By: Mark Michelson (mmichelson) 2009-01-29 16:34:59.000-0600
ibc's valgrind output is showing the same sort of invalid memory access to a freed datastore that was seen in issue ASTERISK-13226. At this point, I'll take just a single confirmation that the patches there fix your problems, because I am now 99.999% sure that these are the same problem.
By: Iñaki Baz Castillo (ibc) 2009-01-30 05:01:54.000-0600
Thanks putnopvut, we have already upgraded to 126.96.36.199. Let's check if it doesn't crash now. After some days (10-20) I'll comment here the results.
By: Leif Madsen (lmadsen) 2009-01-30 08:34:53.000-0600
Instead of waiting for 10-20 days for a report back, I'm just going to close this issue because putnopvut seems pretty sure this is the same fix as bug 14086.
If 1.4.23 does not fix this for you, PLEASE try the latest SVN branch before re-opening this issue as it MAY have been fixed after that release was created.
By: Iñaki Baz Castillo (ibc) 2009-02-02 03:09:39.000-0600
blitzrage: I agree in closing this bug and reopening it in case the problem persists in 188.8.131.52. But please, could I know if this version 184.108.40.206 alredy includes the patch putnopvut means? I can't use the SVN version since it's a host in production.

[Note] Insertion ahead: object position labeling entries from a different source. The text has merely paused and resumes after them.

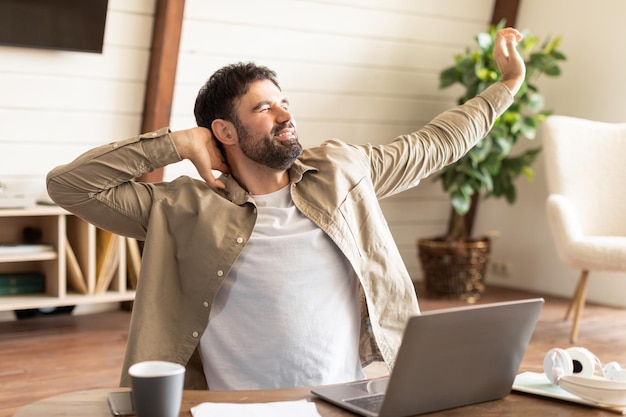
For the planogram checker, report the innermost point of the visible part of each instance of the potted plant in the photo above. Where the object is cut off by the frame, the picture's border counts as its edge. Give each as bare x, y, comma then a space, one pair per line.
454, 264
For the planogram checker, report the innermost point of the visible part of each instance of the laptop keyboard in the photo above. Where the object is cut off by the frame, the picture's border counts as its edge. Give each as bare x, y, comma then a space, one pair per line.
372, 402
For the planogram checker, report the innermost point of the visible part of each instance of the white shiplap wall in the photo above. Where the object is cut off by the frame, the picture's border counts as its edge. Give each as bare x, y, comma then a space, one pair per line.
358, 70
363, 71
57, 104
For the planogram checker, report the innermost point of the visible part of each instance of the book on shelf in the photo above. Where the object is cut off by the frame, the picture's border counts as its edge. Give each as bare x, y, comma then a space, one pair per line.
8, 249
22, 283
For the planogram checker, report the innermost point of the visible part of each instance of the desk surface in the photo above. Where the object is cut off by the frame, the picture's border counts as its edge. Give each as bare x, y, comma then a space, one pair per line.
93, 403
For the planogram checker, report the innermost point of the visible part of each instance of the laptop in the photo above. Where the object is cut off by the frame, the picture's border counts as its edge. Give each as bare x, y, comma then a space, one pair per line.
448, 358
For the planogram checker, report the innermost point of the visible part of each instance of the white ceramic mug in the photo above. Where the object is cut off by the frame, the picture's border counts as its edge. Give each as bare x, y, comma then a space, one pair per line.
157, 388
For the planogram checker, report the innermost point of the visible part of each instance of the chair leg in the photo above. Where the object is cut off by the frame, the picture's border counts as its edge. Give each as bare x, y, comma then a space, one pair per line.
577, 304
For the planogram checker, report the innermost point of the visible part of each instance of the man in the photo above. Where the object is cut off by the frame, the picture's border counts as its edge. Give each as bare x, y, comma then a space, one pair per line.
281, 272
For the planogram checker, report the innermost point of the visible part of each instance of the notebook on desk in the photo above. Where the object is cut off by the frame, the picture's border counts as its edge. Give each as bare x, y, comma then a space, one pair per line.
448, 358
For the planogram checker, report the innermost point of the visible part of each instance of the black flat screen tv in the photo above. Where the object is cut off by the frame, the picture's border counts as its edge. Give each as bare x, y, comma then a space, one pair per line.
71, 25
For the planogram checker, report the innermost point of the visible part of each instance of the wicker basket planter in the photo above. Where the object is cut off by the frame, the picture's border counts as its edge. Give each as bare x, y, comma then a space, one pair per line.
454, 270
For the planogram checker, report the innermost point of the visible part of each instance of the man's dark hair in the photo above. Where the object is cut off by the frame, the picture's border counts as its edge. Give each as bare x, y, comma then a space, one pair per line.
217, 97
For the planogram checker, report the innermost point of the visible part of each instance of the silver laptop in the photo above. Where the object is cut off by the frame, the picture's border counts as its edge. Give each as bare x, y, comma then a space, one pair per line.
448, 358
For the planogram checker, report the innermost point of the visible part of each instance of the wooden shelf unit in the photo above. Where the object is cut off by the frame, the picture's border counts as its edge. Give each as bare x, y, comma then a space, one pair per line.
58, 229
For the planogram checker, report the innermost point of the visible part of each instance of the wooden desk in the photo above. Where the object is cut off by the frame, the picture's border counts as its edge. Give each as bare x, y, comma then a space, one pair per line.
92, 403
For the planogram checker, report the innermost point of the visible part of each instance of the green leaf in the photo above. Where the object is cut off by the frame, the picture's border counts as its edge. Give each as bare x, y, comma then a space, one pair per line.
490, 166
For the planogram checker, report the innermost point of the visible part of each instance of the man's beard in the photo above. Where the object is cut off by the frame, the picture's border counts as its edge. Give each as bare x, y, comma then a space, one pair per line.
268, 151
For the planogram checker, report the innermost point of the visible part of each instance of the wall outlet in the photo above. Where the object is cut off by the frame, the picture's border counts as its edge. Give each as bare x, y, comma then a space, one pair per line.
500, 269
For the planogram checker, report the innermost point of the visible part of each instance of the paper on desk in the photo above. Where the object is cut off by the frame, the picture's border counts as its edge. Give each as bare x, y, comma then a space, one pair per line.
538, 384
301, 408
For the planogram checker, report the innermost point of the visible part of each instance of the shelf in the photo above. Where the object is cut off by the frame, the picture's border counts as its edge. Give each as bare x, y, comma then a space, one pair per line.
71, 259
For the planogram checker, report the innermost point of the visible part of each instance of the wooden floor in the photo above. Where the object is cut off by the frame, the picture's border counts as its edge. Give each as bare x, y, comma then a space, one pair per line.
45, 356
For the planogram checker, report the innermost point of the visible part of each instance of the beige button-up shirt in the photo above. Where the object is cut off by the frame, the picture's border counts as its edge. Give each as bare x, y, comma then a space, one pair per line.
193, 234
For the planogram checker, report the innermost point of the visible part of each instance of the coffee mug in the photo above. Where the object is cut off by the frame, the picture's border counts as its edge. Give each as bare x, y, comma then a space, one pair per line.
157, 388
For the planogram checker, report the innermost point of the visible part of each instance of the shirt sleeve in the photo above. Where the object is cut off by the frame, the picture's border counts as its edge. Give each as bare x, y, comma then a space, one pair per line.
403, 163
99, 185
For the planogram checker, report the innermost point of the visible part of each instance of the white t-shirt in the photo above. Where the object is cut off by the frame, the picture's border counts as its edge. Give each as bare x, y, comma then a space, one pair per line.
288, 313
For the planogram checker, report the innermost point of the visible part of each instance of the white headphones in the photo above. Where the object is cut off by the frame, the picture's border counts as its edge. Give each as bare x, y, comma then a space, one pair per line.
580, 362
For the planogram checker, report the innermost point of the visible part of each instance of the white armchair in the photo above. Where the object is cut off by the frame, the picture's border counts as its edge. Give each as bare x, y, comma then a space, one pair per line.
586, 171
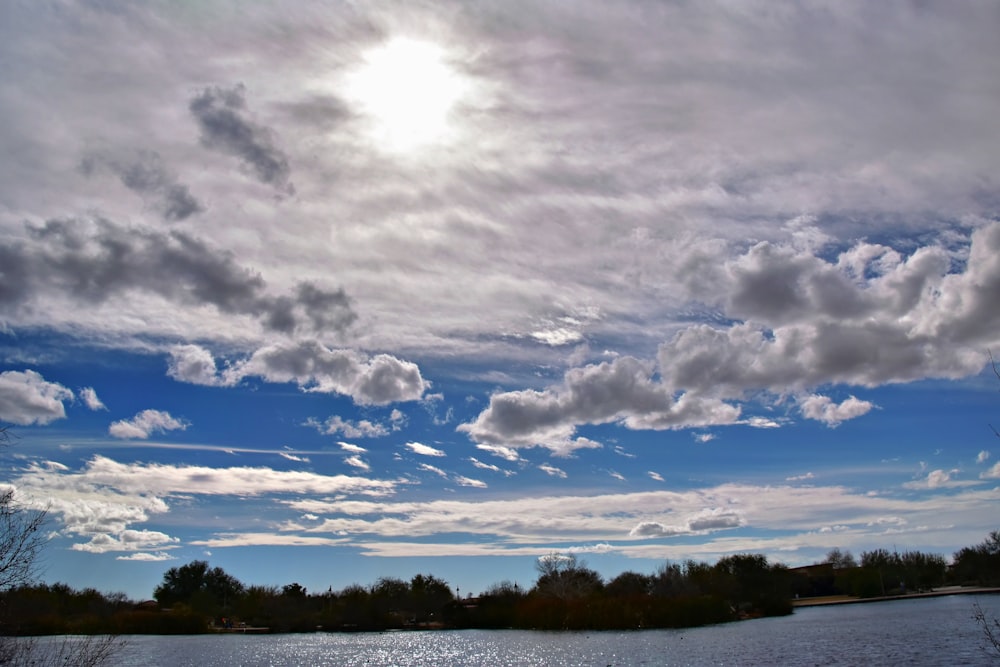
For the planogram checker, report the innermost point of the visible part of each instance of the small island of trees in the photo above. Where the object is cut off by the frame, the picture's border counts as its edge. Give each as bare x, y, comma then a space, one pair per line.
197, 598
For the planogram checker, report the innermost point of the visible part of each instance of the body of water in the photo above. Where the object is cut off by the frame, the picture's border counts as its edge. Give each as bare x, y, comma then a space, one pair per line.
932, 631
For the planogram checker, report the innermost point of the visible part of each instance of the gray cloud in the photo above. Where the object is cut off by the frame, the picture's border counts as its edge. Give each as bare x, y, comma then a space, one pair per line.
869, 317
622, 390
377, 380
225, 126
891, 319
27, 398
94, 260
146, 175
145, 424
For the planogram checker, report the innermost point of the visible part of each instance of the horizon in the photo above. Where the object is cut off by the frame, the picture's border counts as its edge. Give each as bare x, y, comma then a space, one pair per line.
323, 293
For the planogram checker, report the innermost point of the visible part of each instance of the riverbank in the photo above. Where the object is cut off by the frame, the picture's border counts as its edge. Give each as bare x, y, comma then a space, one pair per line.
937, 592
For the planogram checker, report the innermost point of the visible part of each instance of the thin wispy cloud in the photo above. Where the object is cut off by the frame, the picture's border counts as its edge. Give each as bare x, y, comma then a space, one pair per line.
589, 260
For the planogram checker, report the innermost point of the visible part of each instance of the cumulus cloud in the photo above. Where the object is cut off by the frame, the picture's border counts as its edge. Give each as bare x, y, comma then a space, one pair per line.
356, 461
89, 397
939, 479
434, 469
870, 318
163, 480
126, 540
291, 456
193, 364
377, 380
147, 557
145, 424
505, 453
27, 398
145, 174
489, 466
226, 126
700, 522
552, 471
423, 450
622, 390
337, 425
992, 473
822, 408
352, 448
94, 260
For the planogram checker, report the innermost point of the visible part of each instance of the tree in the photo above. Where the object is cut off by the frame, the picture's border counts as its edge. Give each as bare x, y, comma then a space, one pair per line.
203, 589
21, 543
840, 560
991, 631
562, 577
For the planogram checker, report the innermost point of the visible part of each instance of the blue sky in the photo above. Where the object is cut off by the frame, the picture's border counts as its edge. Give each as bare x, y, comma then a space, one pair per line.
323, 292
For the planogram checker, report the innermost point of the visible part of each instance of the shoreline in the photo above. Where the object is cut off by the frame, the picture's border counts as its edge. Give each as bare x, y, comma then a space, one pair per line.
938, 592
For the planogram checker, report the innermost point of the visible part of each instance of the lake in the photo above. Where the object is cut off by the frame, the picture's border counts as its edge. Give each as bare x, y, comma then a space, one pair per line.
930, 631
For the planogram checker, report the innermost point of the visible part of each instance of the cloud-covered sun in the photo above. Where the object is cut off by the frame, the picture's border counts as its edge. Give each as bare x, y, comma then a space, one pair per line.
407, 89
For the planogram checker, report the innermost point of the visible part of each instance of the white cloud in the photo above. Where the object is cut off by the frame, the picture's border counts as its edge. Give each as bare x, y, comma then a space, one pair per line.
90, 399
193, 364
939, 479
489, 466
822, 408
552, 471
147, 557
378, 380
702, 521
434, 469
621, 390
145, 424
27, 398
505, 453
357, 462
127, 540
362, 428
423, 450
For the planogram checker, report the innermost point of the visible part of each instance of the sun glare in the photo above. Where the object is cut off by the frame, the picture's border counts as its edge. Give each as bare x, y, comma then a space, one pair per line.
408, 90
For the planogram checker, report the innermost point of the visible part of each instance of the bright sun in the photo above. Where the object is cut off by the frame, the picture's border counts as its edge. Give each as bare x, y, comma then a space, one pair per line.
407, 89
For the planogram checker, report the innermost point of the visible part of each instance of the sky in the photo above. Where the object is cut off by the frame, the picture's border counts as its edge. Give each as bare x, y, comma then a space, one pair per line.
321, 292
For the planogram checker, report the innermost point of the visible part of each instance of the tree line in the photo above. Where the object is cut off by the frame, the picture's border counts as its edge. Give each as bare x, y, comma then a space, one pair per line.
566, 594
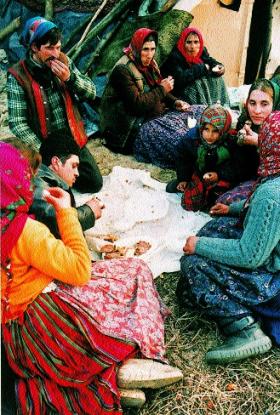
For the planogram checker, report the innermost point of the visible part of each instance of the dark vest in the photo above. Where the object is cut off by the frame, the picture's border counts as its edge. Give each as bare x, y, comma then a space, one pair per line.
38, 107
116, 124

We have more Asterisk hosts running 1.4.22 version with more traffic than this one, but they never crash (probably because queues usage is not so high). This is, if I test 220.127.116.11 or trunk version in a test environment I'm sure that it won't crash due to the low traffic and queue usage. But I cannot try a trunk version in production since it must works.
Thanks a lot.
By: Mark Michelson (mmichelson) 2009-02-05 13:30:13.000-0600
I'm closing this since ibc has agreed to it. I noted in note ~98860 that the fix for ASTERISK-13226 is already in 1.4.23, so upgrading to it or 18.104.22.168 will contain the fix.